Partout dans le monde, le Bordelais, via le Conseil des grands crus classés de 1855, veut convertir les plus jeunes aux vins de la rive gauche.

Certains voudraient croire que le monde du vin se divise en deux. D’un côté, il y aurait de vieux producteurs, des gens d’un autre siècle vivant dans de sombres châteaux et réalisant des crus démodés. Face à eux, il y aurait des jeunes gens amateurs de cuvées aux appellations confidentielles, qui ne toucheraient jamais un verre de pauillac ou de margaux de peur que le simple contact avec ce jus ne fasse apparaître des rides sur leurs visages lisses. Foutaises ! Les plus jeunes peuvent aimer. Et vice versa.

Partant du principe que les étudiants des écoles professionnelles d’aujourd’hui seront les futurs sommeliers et maîtres d’hôtel de palaces, le Conseil des grands crus classés de 1855, animé par son président Philippe Castéja – l’une des personnalités les plus influentes du vignoble bordelais – et par Sylvain Boivert, ne cesse de les sensibiliser à la subtilité de ces cuvées.

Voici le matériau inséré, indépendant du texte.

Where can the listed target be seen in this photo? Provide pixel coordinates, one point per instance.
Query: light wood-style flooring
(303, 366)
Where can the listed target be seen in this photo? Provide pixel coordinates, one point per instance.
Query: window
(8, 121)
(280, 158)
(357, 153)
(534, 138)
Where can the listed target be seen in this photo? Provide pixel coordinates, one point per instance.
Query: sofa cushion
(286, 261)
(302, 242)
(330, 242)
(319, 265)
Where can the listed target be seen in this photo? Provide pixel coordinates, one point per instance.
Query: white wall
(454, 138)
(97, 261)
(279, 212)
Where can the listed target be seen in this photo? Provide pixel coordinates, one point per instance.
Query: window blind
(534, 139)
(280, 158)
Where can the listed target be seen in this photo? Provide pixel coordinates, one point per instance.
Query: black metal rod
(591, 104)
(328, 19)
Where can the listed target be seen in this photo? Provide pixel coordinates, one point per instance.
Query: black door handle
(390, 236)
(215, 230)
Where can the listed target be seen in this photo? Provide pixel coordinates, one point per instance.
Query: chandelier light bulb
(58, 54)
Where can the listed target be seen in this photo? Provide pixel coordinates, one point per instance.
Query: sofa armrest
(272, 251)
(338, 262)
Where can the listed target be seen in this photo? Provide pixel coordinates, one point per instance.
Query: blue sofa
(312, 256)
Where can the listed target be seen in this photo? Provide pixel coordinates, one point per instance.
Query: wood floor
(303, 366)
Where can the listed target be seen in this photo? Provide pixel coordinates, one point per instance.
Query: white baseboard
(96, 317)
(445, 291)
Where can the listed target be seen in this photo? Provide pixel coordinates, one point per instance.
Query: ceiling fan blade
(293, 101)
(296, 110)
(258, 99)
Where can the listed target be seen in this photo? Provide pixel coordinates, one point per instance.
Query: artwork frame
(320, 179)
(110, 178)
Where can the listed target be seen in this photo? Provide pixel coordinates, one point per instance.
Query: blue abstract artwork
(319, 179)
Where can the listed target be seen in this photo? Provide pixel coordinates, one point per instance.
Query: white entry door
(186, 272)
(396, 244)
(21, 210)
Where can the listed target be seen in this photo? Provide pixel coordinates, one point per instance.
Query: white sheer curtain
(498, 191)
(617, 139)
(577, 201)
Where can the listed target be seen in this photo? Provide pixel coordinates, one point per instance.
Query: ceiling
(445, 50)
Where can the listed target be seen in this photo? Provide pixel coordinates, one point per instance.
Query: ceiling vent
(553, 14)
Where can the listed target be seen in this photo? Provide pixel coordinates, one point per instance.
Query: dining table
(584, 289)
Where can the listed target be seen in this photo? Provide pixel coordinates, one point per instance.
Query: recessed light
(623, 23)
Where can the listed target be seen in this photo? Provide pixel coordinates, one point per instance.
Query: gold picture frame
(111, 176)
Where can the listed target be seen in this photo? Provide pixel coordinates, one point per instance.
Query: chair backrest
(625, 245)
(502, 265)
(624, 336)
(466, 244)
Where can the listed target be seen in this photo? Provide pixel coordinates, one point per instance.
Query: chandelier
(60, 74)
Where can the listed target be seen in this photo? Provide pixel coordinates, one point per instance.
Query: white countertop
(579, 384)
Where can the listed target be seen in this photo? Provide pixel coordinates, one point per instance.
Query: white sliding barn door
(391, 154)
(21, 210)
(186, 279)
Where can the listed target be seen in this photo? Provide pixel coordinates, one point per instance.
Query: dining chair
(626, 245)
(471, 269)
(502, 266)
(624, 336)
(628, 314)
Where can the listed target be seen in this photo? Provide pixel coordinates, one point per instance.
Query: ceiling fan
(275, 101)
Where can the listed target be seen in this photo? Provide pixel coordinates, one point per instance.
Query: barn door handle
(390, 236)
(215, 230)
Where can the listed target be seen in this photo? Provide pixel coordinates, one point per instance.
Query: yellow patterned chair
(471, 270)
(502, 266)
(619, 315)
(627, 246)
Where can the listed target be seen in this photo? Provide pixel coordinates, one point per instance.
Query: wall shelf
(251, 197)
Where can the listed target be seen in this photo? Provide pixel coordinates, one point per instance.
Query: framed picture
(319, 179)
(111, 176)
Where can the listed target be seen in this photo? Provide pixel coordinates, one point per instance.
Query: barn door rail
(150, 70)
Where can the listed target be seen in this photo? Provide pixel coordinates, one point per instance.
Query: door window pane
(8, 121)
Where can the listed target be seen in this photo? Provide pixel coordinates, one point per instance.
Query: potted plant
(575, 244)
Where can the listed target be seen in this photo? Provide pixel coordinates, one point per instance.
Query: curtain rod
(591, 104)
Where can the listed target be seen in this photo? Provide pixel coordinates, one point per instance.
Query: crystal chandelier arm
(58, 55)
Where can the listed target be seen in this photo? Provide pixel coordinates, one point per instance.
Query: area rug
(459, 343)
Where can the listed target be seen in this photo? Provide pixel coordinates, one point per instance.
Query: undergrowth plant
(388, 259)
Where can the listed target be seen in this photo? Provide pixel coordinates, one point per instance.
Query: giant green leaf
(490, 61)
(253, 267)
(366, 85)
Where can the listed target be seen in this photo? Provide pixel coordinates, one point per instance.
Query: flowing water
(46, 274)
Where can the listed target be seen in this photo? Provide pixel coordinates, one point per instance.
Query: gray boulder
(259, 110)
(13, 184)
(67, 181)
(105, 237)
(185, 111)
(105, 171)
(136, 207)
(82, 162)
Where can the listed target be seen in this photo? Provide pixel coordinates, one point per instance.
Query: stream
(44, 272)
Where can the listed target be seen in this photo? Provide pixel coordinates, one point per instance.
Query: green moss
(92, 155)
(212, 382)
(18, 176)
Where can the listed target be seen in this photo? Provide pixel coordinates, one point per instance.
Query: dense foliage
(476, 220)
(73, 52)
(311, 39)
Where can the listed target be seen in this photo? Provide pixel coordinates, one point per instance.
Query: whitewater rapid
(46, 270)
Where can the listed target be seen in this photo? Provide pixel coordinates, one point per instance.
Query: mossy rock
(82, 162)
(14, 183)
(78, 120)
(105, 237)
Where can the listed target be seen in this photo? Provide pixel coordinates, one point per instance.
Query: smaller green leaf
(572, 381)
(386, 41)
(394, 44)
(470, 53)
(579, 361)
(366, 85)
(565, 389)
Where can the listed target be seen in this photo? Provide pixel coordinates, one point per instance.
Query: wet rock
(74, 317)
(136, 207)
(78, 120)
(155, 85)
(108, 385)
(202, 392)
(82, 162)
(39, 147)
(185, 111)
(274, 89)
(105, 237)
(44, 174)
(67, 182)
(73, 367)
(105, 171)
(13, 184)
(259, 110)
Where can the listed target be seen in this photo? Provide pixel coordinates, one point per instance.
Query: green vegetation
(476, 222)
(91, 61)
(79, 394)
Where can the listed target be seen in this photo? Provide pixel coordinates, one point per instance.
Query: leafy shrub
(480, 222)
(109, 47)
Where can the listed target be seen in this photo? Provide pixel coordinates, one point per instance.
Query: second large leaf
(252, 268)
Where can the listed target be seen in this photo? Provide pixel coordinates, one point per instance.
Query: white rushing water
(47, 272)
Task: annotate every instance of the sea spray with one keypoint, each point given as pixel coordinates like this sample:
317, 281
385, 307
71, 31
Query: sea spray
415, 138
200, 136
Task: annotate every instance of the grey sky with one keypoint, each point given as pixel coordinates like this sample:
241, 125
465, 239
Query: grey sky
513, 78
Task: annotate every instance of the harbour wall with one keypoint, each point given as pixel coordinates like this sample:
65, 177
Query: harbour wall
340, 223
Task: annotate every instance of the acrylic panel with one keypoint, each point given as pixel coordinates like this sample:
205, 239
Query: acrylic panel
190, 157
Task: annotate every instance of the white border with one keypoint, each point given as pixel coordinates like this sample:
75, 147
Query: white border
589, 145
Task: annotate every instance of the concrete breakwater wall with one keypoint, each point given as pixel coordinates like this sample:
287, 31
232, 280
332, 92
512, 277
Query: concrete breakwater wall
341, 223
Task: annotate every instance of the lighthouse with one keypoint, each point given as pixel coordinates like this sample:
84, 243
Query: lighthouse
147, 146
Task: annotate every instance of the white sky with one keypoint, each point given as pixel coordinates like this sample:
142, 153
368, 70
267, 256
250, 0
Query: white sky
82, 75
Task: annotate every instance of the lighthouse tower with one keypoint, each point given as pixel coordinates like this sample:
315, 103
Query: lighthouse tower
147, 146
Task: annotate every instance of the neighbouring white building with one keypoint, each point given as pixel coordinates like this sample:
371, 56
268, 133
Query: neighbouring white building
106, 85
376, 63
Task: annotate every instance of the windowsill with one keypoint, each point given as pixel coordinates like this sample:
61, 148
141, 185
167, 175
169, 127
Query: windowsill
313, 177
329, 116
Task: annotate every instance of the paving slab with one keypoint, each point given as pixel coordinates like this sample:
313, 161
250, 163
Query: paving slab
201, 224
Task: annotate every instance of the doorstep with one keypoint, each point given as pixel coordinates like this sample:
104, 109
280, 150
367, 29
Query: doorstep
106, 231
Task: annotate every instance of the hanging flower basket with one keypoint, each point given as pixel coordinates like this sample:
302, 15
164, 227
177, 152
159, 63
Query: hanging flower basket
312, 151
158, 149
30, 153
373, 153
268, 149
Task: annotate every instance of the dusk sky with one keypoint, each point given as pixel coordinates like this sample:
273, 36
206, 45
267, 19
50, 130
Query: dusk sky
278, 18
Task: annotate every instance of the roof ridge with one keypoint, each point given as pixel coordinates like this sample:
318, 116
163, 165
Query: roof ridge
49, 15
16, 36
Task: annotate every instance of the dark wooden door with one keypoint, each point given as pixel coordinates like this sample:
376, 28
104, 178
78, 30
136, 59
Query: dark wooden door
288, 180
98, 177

Depuis une vingtaine d’années, l’association mise sur les vingtenaires avec des programmes spécifiques de formation. Le Conseil des grands crus a noué des liens forts avec la section sommelière du lycée hôtelier de Talence (33), le concours de meilleur sommelier du Japon, celui des meilleurs accords mets et vins de l’école de cuisine Ferrandi, et anime des conférences, des dégustations…

Prêcher la bonne parole

Le Conseil multiplie encore les partenariats avec les écoles hôtelières comme celle de Lausanne, avec l’université Cornell, aux États-Unis, et une dizaine d’autres institutions. Et reçoit dans les plus prestigieuses propriétés du Médoc, chaque année, plusieurs dizaines d’étudiants de l’Institut des Masters of Wine britannique. Dans un mondovino globalisé, les Bordelais ne sont pas les seuls à faire la promotion de leurs cuvées auprès de la jeunesse. La concurrence est même rude. Certains vins américains et de grands groupes internationaux associent leur présence dans les prestigieuses écoles suisses à des dotations, qui oscillent autour de 100.000 euros chaque année.

Le Conseil des grands crus classés, quant à lui, dispose d’autres atouts : les châteaux fournissent les indispensables vins et les propriétaires ou les directeurs se rendent en personne aux quatre coins du monde pour partager leur passion, raconter leur métier, prêcher la bonne parole. Les Bordelais touchent ainsi bon an mal an entre 2 000 et 3 000 étudiants. À Taïwan, le National Kaohsiung University of Hospitality and Tourism a fini par inscrire les noms des grands crus classés de Bordeaux sur les murs des salles de classe. Le travail de l’ombre finit par payer.